In looking back, I didn’t need 10 bridesmaids or party favors or a DJ. I wouldn’t have remembered any of that in a year anyway. I had my best friend standing with me and all the people we loved the most there. I don’t think we missed a single thing.

We had a very inexpensive wedding for about 25 people, and it cost us around $3000. Every little thing you buy for a wedding adds up - candles for the tables, napkins, shoes, earrings, wine, tablecloths, wedding cake, venue rental fee, fee for the officiant, dresses and tuxes, food - everything.

Some people want to party with their relatives and friends. I don’t see the problem in having a party for a big occassion. People have birthday parties all the time. I had a party after my wedding because I wanted a party. Most people want parties. Some people want big parties, other people want affordable parties, some people don’t want parties.

You can blame the party mindset on social conditioning, sure, I guess that’s what it is at the core, but it’s so boorish to look at someone having fun at a party and say, “Well you know you didn’t HAVE to spend all this money. You know this is just society influencing you to celebrate life events right? You could’ve done this for a mere $50 license fee if society didn’t push you around so much!”

A person can both

  1. Want to party
  2. Do it affordably for a lot of people

and even

  1. Party stylishly

Without the secret cause being

  1. Didn’t really want to party but society forced them to via peer pressure

We saved quite a bit by going with a non-traditional venue, a coffee house. We paid for the location, staff, beer and corkage for the champagne toast. We used other caterers to deliver various food items, provided our own tunes via iPod, and had photographically inclined friends give us their services for the evening.

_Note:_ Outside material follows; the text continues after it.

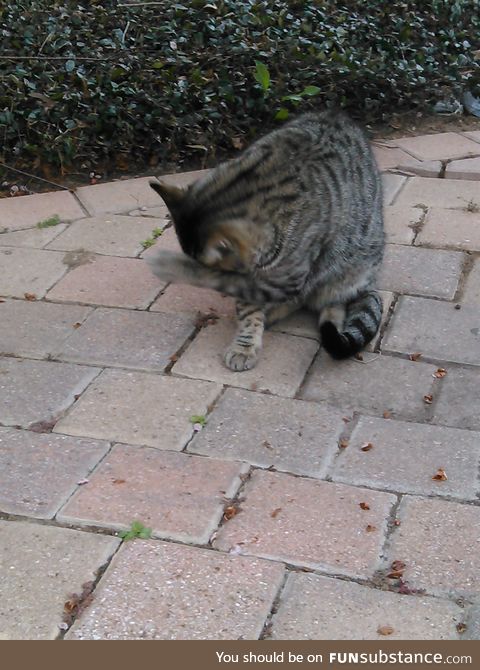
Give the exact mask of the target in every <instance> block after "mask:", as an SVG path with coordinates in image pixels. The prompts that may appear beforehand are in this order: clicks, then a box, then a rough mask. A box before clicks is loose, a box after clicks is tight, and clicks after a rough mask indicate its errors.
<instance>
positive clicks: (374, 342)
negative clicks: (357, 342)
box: [365, 291, 394, 352]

The local florist gave us a nice deal on flowers, no $2,000 wedding package there. The local bakery made up a nice, reasonably priced cake. Another friend, a restauranteur, provided the champagne as a gift. We bought champagne flutes from IKEA, which were less expensive than renting and the venue bought them off of us at the end of the event.

We also did a lot of the decorations of things, like favors, and invitations, ourselves. Took friggin’ forever, but they came out very nice.